Feature flags (also called feature toggles or feature switches) decouple code deployment from feature release, enabling teams to ship dark features and activate them independently for specific users, regions, or percentages of traffic. This pattern, championed by Martin Fowler and Pete Hodgson, eliminates long-lived feature branches and enables gradual rollout, A/B testing, and instant kill switches for defective features.

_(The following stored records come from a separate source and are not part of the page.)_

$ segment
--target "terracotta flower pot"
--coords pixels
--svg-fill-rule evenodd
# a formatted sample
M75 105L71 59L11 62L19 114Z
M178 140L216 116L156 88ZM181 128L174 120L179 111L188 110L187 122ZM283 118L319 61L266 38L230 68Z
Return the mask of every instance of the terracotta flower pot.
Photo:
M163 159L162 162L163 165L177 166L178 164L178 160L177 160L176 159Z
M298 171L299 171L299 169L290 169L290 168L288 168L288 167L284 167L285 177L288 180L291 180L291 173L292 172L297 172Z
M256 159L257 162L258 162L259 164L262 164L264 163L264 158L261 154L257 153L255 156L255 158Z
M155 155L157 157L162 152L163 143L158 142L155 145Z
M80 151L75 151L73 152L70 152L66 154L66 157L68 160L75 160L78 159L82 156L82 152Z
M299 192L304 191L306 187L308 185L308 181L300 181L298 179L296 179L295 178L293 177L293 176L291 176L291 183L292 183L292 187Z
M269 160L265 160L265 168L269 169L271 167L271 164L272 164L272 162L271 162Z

Platforms like LaunchDarkly, Flagsmith, Unleash, and AWS AppConfig provide flag management with millisecond evaluation latency.

Key Points

  • Release toggles: the most common type — hide incomplete features from users while code ships to production; removed after full rollout.
  • Experiment toggles: A/B test two implementations against a control group — Google uses this for every significant UI/algorithm change.
  • Ops toggles: kill switches for expensive or risky features — disable in production without a code deploy during an incident.
  • Permission toggles: expose features to specific user segments (beta users, enterprise tier, internal employees) for gradual access control.
  • Gradual rollout: start at 1% → 10% → 50% → 100%, monitoring error rates and business metrics at each threshold.
  • Flag debt: unremoved flags accumulate as technical debt — enforce a TTL policy; archive flags after full rollout, maximum 30-day lifespan for release toggles.
  • Consistency: use a sticky bucketing algorithm (user ID hash) so a user always sees the same variant — prevents flickering experiences.
  • LaunchDarkly evaluates flags client-side with a streaming SDK — flag changes propagate globally in <200ms without redeployment.

Real-World Example

Facebook (Meta) deploys code to 100% of servers every day using feature flags called "Gatekeeper." A new feature might be live on servers for weeks before it is visible to any user. This enabled the News Feed algorithm change to roll out safely to 2.9 billion users over 3 months.